Measures tend to become targets

Posted on May 15, 2022

Most complaints about gaming a system can be traced back to Goodhart’s law, i.e. “when a measure becomes a target, it ceases to be a good measure”. In the most trivial of scenarios, let us imagine that an oversight institution is created to measure the quality of teaching, and they come up with “average GPA”, which takes the mean of all student GPAs at a certain school. The minute this is measured and compiled in a table, someone will start ranking schools according to average GPA. School principals and education boards will see this and start competing on average GPAs, thus creating a target. Now, political pressures is going to be applied to the oversight institute to modify this target in ways that favours certain schools (e.g. combining average GPA with teaching hours) and from that point onwards its games and meta-games around fictional targets.

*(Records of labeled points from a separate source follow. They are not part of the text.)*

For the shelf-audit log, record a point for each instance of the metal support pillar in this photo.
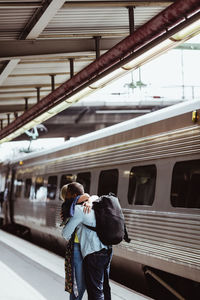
(131, 19)
(26, 104)
(71, 63)
(52, 82)
(38, 94)
(97, 46)
(8, 118)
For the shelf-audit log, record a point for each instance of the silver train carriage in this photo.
(151, 162)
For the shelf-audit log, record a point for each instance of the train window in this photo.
(67, 178)
(52, 187)
(185, 188)
(108, 182)
(142, 181)
(84, 179)
(39, 182)
(28, 183)
(18, 188)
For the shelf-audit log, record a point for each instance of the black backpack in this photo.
(110, 224)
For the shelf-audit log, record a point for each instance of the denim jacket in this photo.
(89, 240)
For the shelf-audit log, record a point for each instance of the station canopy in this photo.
(54, 53)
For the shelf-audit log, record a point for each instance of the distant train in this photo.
(153, 164)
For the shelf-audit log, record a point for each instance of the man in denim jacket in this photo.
(96, 256)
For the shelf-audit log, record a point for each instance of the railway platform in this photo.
(30, 272)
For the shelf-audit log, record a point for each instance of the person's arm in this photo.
(88, 204)
(73, 223)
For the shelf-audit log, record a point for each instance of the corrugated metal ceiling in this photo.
(25, 23)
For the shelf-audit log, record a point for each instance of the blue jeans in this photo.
(97, 269)
(79, 274)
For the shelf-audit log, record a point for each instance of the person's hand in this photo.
(87, 207)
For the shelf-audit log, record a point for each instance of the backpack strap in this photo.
(90, 227)
(126, 238)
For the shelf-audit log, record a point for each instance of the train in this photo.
(152, 163)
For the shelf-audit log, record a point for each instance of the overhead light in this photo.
(125, 111)
(149, 54)
(107, 79)
(188, 32)
(80, 95)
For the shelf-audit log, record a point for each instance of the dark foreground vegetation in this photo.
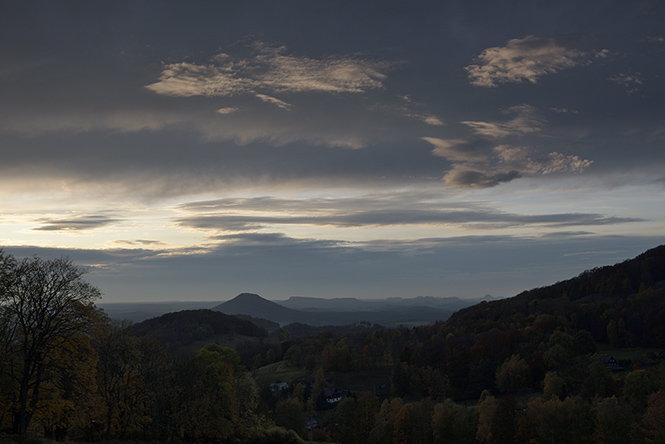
(581, 361)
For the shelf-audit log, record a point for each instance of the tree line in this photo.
(532, 373)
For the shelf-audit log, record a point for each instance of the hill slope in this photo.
(258, 307)
(184, 327)
(622, 304)
(387, 315)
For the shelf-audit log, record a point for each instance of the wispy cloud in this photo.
(275, 101)
(521, 60)
(631, 82)
(270, 69)
(527, 120)
(80, 223)
(479, 162)
(244, 215)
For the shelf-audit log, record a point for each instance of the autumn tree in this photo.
(512, 374)
(50, 309)
(454, 424)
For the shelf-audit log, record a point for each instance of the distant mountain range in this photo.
(343, 311)
(308, 310)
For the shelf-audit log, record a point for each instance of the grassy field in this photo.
(278, 372)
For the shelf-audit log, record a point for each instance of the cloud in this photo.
(504, 163)
(147, 242)
(227, 110)
(240, 216)
(520, 60)
(80, 223)
(461, 177)
(527, 120)
(279, 103)
(458, 150)
(270, 69)
(478, 162)
(631, 82)
(564, 110)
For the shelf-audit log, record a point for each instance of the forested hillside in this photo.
(581, 361)
(184, 327)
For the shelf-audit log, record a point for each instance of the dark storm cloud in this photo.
(468, 266)
(80, 72)
(372, 211)
(80, 223)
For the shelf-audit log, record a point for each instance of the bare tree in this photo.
(50, 311)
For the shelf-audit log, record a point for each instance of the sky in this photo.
(197, 150)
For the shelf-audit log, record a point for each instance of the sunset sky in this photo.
(196, 150)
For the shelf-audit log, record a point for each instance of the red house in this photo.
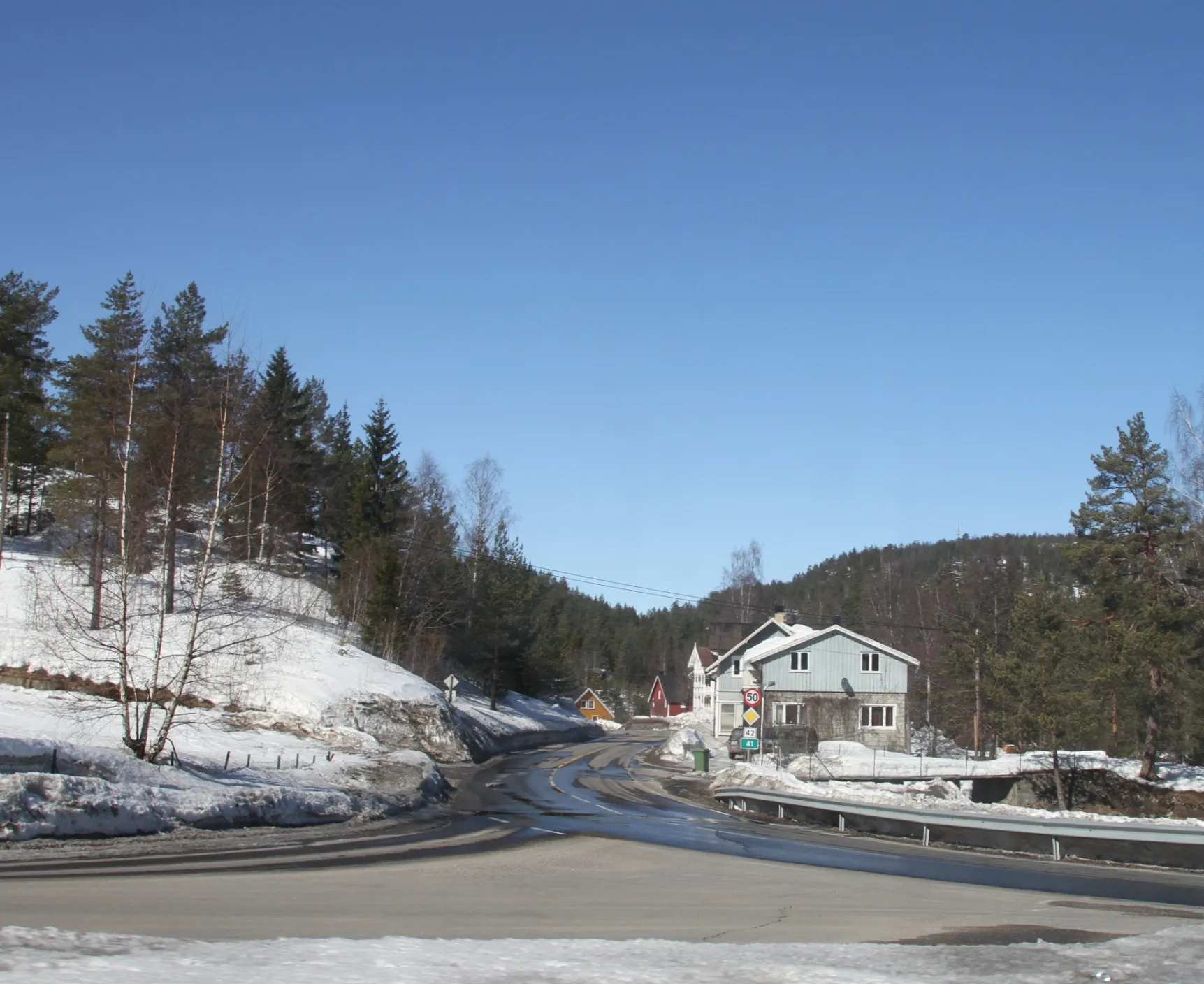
(667, 696)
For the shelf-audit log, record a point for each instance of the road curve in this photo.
(604, 789)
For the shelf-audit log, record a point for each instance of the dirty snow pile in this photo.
(852, 759)
(304, 725)
(31, 957)
(927, 794)
(59, 788)
(689, 731)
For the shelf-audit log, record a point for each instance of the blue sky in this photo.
(824, 275)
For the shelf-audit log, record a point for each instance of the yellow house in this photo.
(590, 705)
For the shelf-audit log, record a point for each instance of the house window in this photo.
(785, 714)
(878, 716)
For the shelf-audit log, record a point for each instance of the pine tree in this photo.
(182, 383)
(1047, 687)
(98, 393)
(1127, 535)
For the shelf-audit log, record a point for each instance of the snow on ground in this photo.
(306, 728)
(927, 794)
(30, 957)
(848, 759)
(688, 731)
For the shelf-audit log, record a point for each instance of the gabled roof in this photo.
(785, 631)
(762, 652)
(674, 686)
(595, 693)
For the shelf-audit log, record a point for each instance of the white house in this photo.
(696, 670)
(819, 683)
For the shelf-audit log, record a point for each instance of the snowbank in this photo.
(927, 794)
(31, 957)
(301, 727)
(853, 759)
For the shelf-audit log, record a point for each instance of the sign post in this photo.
(750, 740)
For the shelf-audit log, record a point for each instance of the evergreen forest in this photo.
(161, 440)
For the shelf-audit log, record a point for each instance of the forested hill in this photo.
(904, 595)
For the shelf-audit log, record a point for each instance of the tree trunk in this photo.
(1059, 786)
(1150, 755)
(96, 564)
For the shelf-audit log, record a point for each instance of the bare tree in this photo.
(743, 576)
(152, 654)
(483, 505)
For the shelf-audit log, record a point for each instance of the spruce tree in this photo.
(1129, 534)
(282, 458)
(1045, 689)
(183, 386)
(98, 393)
(382, 491)
(27, 309)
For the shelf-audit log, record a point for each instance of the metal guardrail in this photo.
(1089, 839)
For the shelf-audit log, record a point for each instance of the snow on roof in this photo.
(789, 631)
(774, 646)
(595, 695)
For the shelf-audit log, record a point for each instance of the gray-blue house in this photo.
(819, 684)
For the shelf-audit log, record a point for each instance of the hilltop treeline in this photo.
(161, 426)
(124, 451)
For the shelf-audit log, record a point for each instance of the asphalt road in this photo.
(581, 841)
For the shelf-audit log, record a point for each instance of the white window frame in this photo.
(781, 714)
(889, 714)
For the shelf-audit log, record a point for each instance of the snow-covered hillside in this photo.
(299, 727)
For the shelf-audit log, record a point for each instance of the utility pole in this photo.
(4, 496)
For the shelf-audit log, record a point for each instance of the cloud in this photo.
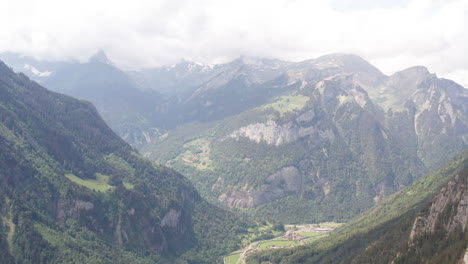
(391, 34)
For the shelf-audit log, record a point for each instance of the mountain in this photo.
(317, 140)
(424, 223)
(72, 191)
(129, 111)
(324, 140)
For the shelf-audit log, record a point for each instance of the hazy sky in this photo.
(391, 34)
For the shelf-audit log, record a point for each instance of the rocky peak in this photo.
(348, 62)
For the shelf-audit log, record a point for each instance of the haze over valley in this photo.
(273, 141)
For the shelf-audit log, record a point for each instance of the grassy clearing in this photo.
(197, 154)
(128, 185)
(310, 234)
(99, 184)
(232, 259)
(279, 243)
(310, 239)
(289, 103)
(331, 224)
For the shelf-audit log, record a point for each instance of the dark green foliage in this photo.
(382, 234)
(150, 214)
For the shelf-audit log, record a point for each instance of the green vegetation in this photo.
(99, 184)
(279, 243)
(231, 259)
(197, 154)
(310, 234)
(289, 103)
(58, 161)
(382, 232)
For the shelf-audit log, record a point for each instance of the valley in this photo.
(254, 144)
(294, 235)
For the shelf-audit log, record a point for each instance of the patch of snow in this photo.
(36, 71)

In an RL setting, you can measure things that help you form state (rather then rewards/targets) – think pixel values vs score in a game. There are certain game states that carry high reward; the only reason you would measure state is to do actions that would take you to high reward states. It would be really bizarre for an institution to be created that would measure things without wanting to change them. In this sense, all measures form targets; acting and sensing are interlinked in ways that current RL or optimisation does not clearly capture, as they usually come in after a problem has been formulated, i.e. after the design of the measurement process has taken place.